People do not have the time or means to work properly – at least, not in formal employment. Laakso saw how people have to spend hours queuing for fuel.

“Academics do consultancy work for international agencies, for example, for extra cash. Many depend on money transfers from family members abroad or have food sent from relatives living in the countryside. Zimbabwe has a reputation for good-quality higher education and research, but the teaching and research infrastructure is deteriorating”, Laakso remarks.

Migrants returning home

Guest researcher Saana Hansen from the University of Helsinki conducted fieldwork in Bulawayo, the second-largest city, from August 2018 to March 2019. She noticed how families are forced to stretch their social networks at home and abroad to cope with the failing economy.
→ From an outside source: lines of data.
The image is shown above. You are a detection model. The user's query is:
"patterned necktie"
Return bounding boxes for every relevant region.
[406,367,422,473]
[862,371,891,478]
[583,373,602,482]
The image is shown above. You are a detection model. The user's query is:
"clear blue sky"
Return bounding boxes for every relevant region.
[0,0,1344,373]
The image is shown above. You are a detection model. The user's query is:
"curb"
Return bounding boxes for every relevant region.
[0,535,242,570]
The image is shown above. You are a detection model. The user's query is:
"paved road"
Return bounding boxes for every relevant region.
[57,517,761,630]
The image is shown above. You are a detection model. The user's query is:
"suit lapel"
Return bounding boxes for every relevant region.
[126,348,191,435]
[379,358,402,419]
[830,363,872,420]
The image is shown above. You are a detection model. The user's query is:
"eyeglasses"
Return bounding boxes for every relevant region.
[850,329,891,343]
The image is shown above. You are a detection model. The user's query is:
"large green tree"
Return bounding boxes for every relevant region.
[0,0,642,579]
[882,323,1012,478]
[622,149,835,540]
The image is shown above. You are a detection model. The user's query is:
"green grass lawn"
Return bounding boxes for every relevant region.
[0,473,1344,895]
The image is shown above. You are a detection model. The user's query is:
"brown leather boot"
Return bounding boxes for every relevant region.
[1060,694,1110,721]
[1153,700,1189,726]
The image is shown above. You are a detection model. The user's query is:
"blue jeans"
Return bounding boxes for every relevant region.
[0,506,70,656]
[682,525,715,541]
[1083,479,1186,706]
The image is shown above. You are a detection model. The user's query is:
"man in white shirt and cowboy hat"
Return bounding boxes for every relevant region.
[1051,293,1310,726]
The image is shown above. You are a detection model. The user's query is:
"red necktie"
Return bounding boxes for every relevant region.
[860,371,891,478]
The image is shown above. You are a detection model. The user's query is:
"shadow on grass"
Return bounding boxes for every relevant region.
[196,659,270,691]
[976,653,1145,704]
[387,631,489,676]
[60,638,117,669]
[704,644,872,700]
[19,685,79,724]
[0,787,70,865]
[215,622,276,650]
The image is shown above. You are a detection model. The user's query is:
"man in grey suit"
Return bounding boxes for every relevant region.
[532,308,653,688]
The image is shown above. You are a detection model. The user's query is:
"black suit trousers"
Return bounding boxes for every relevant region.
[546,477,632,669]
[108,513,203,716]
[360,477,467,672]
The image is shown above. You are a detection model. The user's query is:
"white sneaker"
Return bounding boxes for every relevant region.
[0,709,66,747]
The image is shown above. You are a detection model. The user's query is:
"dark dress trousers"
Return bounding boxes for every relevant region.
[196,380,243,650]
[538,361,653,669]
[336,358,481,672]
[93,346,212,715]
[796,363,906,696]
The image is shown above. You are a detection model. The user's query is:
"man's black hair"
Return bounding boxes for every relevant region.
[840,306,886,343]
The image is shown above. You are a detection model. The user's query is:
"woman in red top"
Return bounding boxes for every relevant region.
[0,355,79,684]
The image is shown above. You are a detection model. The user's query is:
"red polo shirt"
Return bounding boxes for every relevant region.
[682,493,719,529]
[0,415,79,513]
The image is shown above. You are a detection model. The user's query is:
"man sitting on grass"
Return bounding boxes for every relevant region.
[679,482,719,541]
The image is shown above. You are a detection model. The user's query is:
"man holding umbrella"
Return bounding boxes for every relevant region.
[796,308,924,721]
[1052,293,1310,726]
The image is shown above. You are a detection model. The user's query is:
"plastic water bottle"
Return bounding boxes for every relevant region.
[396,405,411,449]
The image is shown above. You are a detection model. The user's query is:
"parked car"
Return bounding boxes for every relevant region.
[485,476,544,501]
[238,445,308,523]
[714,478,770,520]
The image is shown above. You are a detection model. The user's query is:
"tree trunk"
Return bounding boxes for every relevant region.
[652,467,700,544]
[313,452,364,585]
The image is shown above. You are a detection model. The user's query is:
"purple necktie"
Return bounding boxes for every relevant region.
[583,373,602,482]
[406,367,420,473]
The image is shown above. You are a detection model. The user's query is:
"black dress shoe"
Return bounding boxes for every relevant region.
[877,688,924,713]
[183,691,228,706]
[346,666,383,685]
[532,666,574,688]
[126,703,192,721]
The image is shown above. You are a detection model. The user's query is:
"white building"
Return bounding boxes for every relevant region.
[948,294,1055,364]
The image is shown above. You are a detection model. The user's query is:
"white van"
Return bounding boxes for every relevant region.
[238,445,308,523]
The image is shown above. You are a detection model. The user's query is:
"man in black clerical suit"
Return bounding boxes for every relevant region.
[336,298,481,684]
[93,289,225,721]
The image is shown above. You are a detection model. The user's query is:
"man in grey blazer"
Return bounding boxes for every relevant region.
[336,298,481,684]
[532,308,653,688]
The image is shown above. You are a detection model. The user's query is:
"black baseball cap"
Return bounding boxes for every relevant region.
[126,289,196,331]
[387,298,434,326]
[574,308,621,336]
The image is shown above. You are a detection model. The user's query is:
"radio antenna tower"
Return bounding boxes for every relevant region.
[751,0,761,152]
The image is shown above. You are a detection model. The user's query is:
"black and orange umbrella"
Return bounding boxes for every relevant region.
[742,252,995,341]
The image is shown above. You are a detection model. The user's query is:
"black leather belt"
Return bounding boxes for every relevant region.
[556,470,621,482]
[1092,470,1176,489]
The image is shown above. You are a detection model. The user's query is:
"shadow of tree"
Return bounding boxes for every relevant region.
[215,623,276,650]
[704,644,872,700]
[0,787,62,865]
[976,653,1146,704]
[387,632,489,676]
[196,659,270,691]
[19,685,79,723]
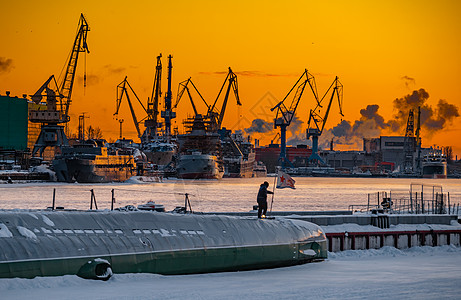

Households send their children to live with rural relatives, because of high school fees and the overall cost of living in the city.

Potrait of Saana Hansen

Saana Hansen.

Hansen’s research deals with Zimbabwean migrants returning after working in South Africa. However, she soon found out that their return is usually only temporary and many are thinking of leaving again.

“Many say they were naive thinking it would be better and now they plan to cross the border again. The Zimbabwean diaspora is under great pressure to send remittances to their families at home”, Hansen notes.

In Bulawayo, the US dollar and South African rand are commonly used, but in secret and illegally. Exchanging money is a central way of making a living for many Zimbabweans. For others, it occupies a big part of the day, searching for the place with the best exchange rate.

“They simply cannot trust the local currency. Even those with formal employment usually engage in the informal sector. As a response to widespread strikes, doctors and nurses now are allowed to work less and instead get extra income elsewhere. It makes health services extremely vulnerable”, Hansen says.

Smart sanctions

The government blames the troubled economy on international sanctions. The European Union, for its part, states that smart sanctions do not affect the economy, as they only prohibit a few individuals from travelling to Europe and ban arms trading.

However, sanctions of any kind may have negatively affected the desire to invest in Zimbabwe, Laakso points out. “Sanctions have clearly not been successful. Since being introduced in the early 2000s, they have not led to any major change in government policy”.

According to Laakso, there is no credible exit plan. “It is difficult to withdraw sanctions when the country is in a bigger mess than when these were imposed”, she concludes.